Campaign of the Week
2 February 2021
KFC China redesigns online ordering for rainy days /
Fast food chain simplifies online ordering on rainy days to cope with demand spike, cuts meal prep time 25%
Challenge / KFC China’s orders can spike 10% during rainy days resulting in backlogs and delivery delays. With every KFC outlet straining during periods of bad weather, KFC wanted to reduce the pressure on its staff while maintaining its sales growth. But how to solve the chaotic in-store experience brought on by rain?
Solution / KFC China replaced its à la carte menus with simplified discount meal combos which it promoted via KFC’s mobile ordering app whenever it rained. The pared-back menu made it easier for KFC to prepare meals on-time, reducing delays and alleviating pressure on the restaurant chain’s delivery and in-store staff.
Created by Isobar China, Shanghai, The God of Rain discounted menus were automatically triggered through real-time weather and location data. The fast food chain rolled out the weather-dependent promotions across its 6,000 stores in China.
To promote the campaign, KFC China partnered with Taiwanese rock star Jam Hsiao who is jokingly nicknamed ‘The God of Rain’ because it rained at 83% of his concerts when he toured China.
Results / According to the agency, in the first two weeks, more than 850,000 people used the rainy-day menu with more than 200,000 users in one single day. The brand’s meal preparation time decreased by 25%, while rain delivery orders increased by 4% and average spend per order rose by 8%.
Contagious Insight /
Rain or shine / Convenience is at the heart of this weather responsive campaign that solves a customer pain point as well as a supply issue. KFC China won’t be the only restaurant business struggling to cope with order spikes during periods of bad weather. But the chain manages to set itself apart by cutting down on wait times and guaranteeing cheaper prices. In this way, it turns a negative into a positive for its Chinese customers. We’ve seen plenty of other weather responsive advertising before from brands such as Subway, Prospan and the North Face. However, KFC China’s campaign goes the extra mile in terms of scale, integration and use of a world-famous celebrity. Clearly, this is more than just a one-off. It is an effective long-term strategy for dealing with backlogs, engaging consumers and cementing KFC in China’s food delivery business, which is worth an estimated ¥579bn ($89.4bn) per year.
Category entry points / The campaign also helps to ingrain the habit of ‘having KFC when it rains’ among Chinese consumers. In their book How Brands Grow Part 2, Jenni Romaniuk and Byron Sharp, professors at the Ehrenberg-Bass Institute for Marketing Science, advise brands to increase mental availability in consumers by boosting the category entry points – ie, the different circumstances in which customers buy from a brand and its category competitors. KFC China clearly understands that it needs to be in the memory business by associating itself with the weather.

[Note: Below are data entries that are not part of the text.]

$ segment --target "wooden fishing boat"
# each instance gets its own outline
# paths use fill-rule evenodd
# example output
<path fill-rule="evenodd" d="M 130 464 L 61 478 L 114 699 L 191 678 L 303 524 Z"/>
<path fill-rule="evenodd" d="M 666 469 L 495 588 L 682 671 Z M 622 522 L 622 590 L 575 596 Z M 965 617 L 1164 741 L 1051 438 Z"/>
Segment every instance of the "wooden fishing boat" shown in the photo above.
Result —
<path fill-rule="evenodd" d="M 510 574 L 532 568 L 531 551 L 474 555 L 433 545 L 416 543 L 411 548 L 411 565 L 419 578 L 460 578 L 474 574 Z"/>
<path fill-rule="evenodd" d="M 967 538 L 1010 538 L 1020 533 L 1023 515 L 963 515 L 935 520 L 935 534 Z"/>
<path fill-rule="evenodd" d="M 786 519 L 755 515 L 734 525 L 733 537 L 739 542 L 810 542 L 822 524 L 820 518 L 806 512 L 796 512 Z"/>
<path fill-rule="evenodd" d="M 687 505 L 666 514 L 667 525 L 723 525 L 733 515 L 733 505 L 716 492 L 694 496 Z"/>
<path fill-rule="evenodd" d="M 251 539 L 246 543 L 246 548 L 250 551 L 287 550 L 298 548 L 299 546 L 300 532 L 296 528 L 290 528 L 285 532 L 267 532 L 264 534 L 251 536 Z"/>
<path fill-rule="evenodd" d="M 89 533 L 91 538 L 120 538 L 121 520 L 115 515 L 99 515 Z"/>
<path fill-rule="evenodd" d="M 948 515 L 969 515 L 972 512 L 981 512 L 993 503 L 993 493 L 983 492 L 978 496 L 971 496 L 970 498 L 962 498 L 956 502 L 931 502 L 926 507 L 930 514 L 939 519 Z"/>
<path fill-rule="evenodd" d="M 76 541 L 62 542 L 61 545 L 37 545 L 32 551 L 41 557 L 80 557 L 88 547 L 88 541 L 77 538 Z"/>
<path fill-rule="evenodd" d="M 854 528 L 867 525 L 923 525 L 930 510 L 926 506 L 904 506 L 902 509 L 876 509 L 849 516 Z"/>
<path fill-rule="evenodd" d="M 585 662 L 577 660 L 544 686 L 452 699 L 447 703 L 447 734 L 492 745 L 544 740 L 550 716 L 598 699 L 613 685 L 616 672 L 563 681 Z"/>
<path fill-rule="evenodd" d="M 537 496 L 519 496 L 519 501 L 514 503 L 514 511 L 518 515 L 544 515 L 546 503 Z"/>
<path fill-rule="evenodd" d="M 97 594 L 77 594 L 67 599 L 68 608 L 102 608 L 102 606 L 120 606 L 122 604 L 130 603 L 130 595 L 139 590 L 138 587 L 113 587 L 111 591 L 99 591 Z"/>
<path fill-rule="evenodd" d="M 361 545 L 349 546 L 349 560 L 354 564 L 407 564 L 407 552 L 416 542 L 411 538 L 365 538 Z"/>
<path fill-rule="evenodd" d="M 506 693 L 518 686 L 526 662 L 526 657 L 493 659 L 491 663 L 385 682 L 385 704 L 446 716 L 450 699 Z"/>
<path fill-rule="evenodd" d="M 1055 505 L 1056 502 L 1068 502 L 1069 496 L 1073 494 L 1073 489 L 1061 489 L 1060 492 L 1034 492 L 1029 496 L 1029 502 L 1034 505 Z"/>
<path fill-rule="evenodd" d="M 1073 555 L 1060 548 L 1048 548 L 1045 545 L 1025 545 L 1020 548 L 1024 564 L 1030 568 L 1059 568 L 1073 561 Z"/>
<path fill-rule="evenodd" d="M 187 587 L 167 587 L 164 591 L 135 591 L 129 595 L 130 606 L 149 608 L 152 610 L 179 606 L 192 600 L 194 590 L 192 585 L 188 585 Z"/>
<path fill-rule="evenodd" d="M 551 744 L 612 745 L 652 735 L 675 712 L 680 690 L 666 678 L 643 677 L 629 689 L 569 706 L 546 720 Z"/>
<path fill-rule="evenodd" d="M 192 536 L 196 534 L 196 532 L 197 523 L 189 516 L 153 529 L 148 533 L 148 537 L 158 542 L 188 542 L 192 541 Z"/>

On brand / This is very much in line with KFC China’s willingness to embracing the latest technology. A few years ago, the brand had lost relevance by failing to keep up with the evolving digital expectations of its customers. Since then, the brand has undergone a digital transformation in China, putting frictionless payments and innovation at the heart of its model. From this most recent iteration, this strategy continues to pay off today. You can read more about KFC China’s foray into technology in our Brand Spotlight, here.
‘Young Chinese customers are hyper-connected and rarely use things like cash anymore,’ said Steven Li, the former chief marketing officer of Yum China (the group that owns KFC China), in an interview with Contagious. ‘Retail companies and brands are now required to create seamless digital experiences for them or risk becoming obsolete.’